Ponto | Afinal, o que é o deus ex machina?

Publicado em: 31/03/2015

Artifício usado por alguns escritores ou dramaturgos, o deus ex machina é uma expressão latina, de origem grega, que significa literalmente “deus surgido da máquina” e é utilizada para indicar uma solução inesperada, improvável e mirabolante para terminar uma obra ficcional.

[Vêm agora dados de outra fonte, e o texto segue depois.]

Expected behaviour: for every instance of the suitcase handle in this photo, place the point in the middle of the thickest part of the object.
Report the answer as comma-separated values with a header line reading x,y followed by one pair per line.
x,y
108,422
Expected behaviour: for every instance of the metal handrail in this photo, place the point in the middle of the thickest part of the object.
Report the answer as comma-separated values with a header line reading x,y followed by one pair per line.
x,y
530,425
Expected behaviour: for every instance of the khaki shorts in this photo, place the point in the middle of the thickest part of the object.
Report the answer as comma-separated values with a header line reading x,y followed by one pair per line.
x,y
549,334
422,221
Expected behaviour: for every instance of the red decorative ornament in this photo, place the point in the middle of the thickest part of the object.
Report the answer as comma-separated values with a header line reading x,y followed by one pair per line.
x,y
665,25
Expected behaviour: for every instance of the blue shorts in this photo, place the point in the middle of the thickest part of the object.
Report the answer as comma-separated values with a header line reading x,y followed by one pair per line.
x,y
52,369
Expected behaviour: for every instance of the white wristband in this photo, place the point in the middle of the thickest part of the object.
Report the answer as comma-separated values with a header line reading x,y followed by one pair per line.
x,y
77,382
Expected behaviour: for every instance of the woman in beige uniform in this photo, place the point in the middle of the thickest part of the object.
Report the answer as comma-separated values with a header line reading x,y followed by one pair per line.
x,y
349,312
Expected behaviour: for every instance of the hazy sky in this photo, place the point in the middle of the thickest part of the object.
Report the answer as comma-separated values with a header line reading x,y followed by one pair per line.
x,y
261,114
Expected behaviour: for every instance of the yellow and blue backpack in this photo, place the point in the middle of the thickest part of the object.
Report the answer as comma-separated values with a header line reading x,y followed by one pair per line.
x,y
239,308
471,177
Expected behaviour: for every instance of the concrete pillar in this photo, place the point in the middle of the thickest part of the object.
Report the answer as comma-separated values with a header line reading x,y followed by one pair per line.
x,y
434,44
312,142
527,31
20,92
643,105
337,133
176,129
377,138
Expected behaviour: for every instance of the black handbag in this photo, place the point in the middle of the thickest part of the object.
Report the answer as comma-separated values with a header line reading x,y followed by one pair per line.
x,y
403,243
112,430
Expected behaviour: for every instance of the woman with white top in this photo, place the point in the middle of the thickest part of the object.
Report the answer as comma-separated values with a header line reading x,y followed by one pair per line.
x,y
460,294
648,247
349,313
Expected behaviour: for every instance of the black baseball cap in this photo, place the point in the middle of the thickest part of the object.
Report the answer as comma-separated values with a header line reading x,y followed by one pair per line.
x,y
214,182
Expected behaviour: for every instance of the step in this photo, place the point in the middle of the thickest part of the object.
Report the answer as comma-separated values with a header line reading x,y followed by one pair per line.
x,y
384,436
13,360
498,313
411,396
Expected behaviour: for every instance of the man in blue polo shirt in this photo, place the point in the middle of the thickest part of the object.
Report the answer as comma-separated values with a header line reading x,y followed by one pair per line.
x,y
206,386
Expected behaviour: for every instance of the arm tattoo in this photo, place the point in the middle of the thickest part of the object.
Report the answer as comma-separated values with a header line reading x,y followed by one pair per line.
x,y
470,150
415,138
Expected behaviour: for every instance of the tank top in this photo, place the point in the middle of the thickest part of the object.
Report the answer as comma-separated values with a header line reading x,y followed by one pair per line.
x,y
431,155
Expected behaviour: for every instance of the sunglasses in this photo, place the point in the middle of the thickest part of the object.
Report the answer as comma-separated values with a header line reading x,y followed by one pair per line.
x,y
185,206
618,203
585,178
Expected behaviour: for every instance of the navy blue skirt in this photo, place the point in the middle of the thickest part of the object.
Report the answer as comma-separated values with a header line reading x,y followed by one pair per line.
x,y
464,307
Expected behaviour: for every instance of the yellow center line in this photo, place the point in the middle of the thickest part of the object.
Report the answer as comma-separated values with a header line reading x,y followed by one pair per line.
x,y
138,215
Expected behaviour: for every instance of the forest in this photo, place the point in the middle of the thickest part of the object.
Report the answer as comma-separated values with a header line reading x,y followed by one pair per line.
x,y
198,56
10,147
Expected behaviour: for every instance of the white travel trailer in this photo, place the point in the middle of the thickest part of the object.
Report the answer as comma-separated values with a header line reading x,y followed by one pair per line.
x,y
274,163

No teatro grego, a técnica artificial de precipitar o desenlace das tragédias, apresentava subitamente uma divindade em cena, que surgia por meio de um mecanismo que a fazia descer do teto, com o objetivo de resolver uma situação ou desemaranhar um enredo. Usado exatamente para alinhavar as pontas deixadas sem solução no texto. Eurípides foi o autor que mais usou deste recurso, a tal ponto que foi criticado por Aristóteles, que o censurou em sua obra “Poética”. Segundo o filósofo grego, ao deus ex machina deve-se recorrer apenas em acontecimentos que se dão fora do drama ou no passado, fatos anteriores aos que se desenrolam em cena ou ao que o homem é vedado conhecer.

O crítico Sábato Magaldi, em seu livro “Panorama do Teatro Brasileiro”, referindo-se à obra de Martins Pena, diz: “Os finais são possibilitados, muitas vezes, por um deus ex machina inconvincente. Em “Os dois ou O Inglês Maquinista”, o marido, que se supõe morto há dois anos no Rio Grande do Sul, reaparece no momento oportuno. A carta é o deus ex machina que leva o diletante à morte, baixando em seguida o pano. Propicia o fim de “Os Três Médicos” a notícia de que morreu o chantagista, móvel dos acontecimentos. Ao oferecer cada aos dois filhos casados que moram com a sogra, o pai de “Quem Casa Quer Casa” traz o happy end da comédia. Em “Os Ciúmes de um Pedestre”, o deus ex machina é o mais inverossímel, por pretender, exatamente, ridicularizar o recurso comum no melodrama: o pai, que havia lançado a atual mulher do ‘terrível capitão do mato’ na roda, volta riquíssimo, proprietário de três navios, para fazê-la feliz o resto da vida”.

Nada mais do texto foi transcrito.